For <noindex> tag you can use groups, look at re.sub() in Python docs:
NOFOLLOW_RE = re.compile(u'<a (?P<link>(?![^>]*rel=["\']nofollow[\'"])'\
u'(?![^>]*href=["\'](?:https?://mysite\.com(?:/[^\'"]*)|/[^\'"]*|#[^\'"]*)[\'"]).*?</a>)',
re.U|re.I)
...
response.content = NOFOLLOW_RE.sub(u'<noindex><a rel="nofollow" \g<link></noindex>', your_html)

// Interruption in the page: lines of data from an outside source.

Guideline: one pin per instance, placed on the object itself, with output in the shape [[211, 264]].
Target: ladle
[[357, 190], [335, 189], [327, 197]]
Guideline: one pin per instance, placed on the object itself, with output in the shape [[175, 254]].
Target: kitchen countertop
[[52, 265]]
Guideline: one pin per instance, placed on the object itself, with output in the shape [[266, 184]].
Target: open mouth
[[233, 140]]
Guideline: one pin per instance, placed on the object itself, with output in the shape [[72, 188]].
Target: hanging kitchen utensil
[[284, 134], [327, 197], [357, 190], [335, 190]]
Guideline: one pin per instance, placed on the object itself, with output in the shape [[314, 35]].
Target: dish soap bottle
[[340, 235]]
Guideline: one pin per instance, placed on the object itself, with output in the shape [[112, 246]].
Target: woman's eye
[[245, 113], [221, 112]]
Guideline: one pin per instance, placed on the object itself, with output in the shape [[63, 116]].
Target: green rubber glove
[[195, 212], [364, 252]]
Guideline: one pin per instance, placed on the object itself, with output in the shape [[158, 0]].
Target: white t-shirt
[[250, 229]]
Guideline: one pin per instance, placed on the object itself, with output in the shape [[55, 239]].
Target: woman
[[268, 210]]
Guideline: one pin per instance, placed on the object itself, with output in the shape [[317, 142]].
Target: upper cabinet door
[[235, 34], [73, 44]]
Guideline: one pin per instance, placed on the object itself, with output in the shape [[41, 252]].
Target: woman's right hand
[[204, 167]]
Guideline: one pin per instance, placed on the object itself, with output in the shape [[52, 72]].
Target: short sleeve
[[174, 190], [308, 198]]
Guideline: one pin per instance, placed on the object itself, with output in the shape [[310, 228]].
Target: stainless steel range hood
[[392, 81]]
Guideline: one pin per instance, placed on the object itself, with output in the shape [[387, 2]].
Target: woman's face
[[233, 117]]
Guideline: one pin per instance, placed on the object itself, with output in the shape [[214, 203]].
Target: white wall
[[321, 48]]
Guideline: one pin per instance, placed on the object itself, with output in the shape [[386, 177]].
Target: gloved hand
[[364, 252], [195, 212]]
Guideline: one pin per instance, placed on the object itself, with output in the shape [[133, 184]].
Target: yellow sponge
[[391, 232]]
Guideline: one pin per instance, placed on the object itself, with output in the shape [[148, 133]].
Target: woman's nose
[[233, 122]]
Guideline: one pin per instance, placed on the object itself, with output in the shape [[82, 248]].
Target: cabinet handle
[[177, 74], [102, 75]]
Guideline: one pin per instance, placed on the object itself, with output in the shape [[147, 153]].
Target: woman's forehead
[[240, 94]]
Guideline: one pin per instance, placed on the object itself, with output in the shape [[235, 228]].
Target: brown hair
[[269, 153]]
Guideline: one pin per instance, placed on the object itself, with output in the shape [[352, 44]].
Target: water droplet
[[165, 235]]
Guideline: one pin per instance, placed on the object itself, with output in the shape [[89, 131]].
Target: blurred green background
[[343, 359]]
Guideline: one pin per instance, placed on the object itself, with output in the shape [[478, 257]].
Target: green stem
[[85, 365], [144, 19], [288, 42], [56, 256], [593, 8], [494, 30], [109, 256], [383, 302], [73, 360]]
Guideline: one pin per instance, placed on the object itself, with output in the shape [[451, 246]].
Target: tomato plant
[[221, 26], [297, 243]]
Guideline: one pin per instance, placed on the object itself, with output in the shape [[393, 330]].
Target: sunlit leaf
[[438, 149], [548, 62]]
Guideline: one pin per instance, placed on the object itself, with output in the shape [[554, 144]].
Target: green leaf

This regexp is quirky. I strongly suggest you to write a test for it, with all possible combinations of <a> tags and it's attributes you can imagine. If you find some issue in this code afterwards, the test will help you not to break everything.
OTHER TIPS
I know that I am very late but I am leaving answer for others. @HighCat had given right answer for all of the cases except one. Above regex will also add nofollow to the link http://example.com
So regex in this case should be =>
import re
NOFOLLOW_RE = re.compile(u'<a (?P<link>(?![^>]*rel=["\']nofollow[\'"])'\
u'(?![^>]*href=["\'](?:https?://example\.com/?(?:[^\'"]*)|/[^\'"]*|#[^\'"]*)[\'"]).*?</a>)',
re.U|re.I)
class NofollowLinkMiddleware(object):
def process_response(self, request, response):
if ("text" in response['Content-Type']):
response.content = NOFOLLOW_RE.sub(u'<a rel="nofollow" target="_blank" \g<link>', response.content.decode('UTF8') )
return response
else:
return response
It is minor change. I should comment or edit but I have not enough reputation (for comment) and editing also requires 6+ chars change.